Cutting the program is “taking away a really big opportunity for recent graduate or undergraduate students who were going to use this between getting that permanent job,” Grime said. “I'm not sure if there are any organizations who spend as much time and as much effort to build those soft and hard skills. … AmeriCorps build such a great foundation, and that foundation will just be lost.”
Renshaw said she “has not found anything that is remotely close to AmeriCorps” when it comes to skill building.
A ripple effect
When Levi Wood, 23, found out that parts of AmeriCorps were being cut, he said it felt “dehumanizing.”
Wood, who lives in the Des Moines area but originally is from the Forest City area, started with AmeriCorps working with Habitat for Humanity but was overseeing a portfolio of other workers when the cuts came down.
He had to field questions and concerns from other AmeriCorps members while he was trying to figure out what the cuts would mean for him, too.

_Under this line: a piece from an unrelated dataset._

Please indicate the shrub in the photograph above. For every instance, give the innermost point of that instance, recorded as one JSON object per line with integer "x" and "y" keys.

“I was trying to explain to others the gravity of what could possibly happen without trying to stir fear, where I was put in a position to be a perpetrator of the dehumanization of the people that I was overseeing because of the lack of transparency from the top down,” Wood said. “It is crazy that one small government organization, DOGE, would put everyone in that position, just to tear things apart.”
Because he was navigating the same concerns as the workers he was overseeing, he felt he needed to be honest and frank. “It was the only thing I could do to alleviate any of the pain, because nobody else was giving it to them,” Wood said.
Wood was caught in the middle because in his leading role. He was responsible for recruiting other corps members while the cuts were looming.
“It was awful,” he said. “Trying to recruit people while also having been very transparent with recruits, like, ‘hey, I actually don't know if we're going to hire you in like a month and a half.’”
Wood said AmeriCorps workers aren’t there only for the paycheck.
“Not a single person I met in the AmeriCorps world or in the service world period was not there without a heart. Nobody was there without a heart and a spirit for a better tomorrow or a better change,” he said. “And I don't know what more of the American spirit than that.”
Olivia Cohen covers energy and environment for The Gazette and is a corps member with Report for America, a national service program that places journalists in local newsrooms to report on under-covered issues.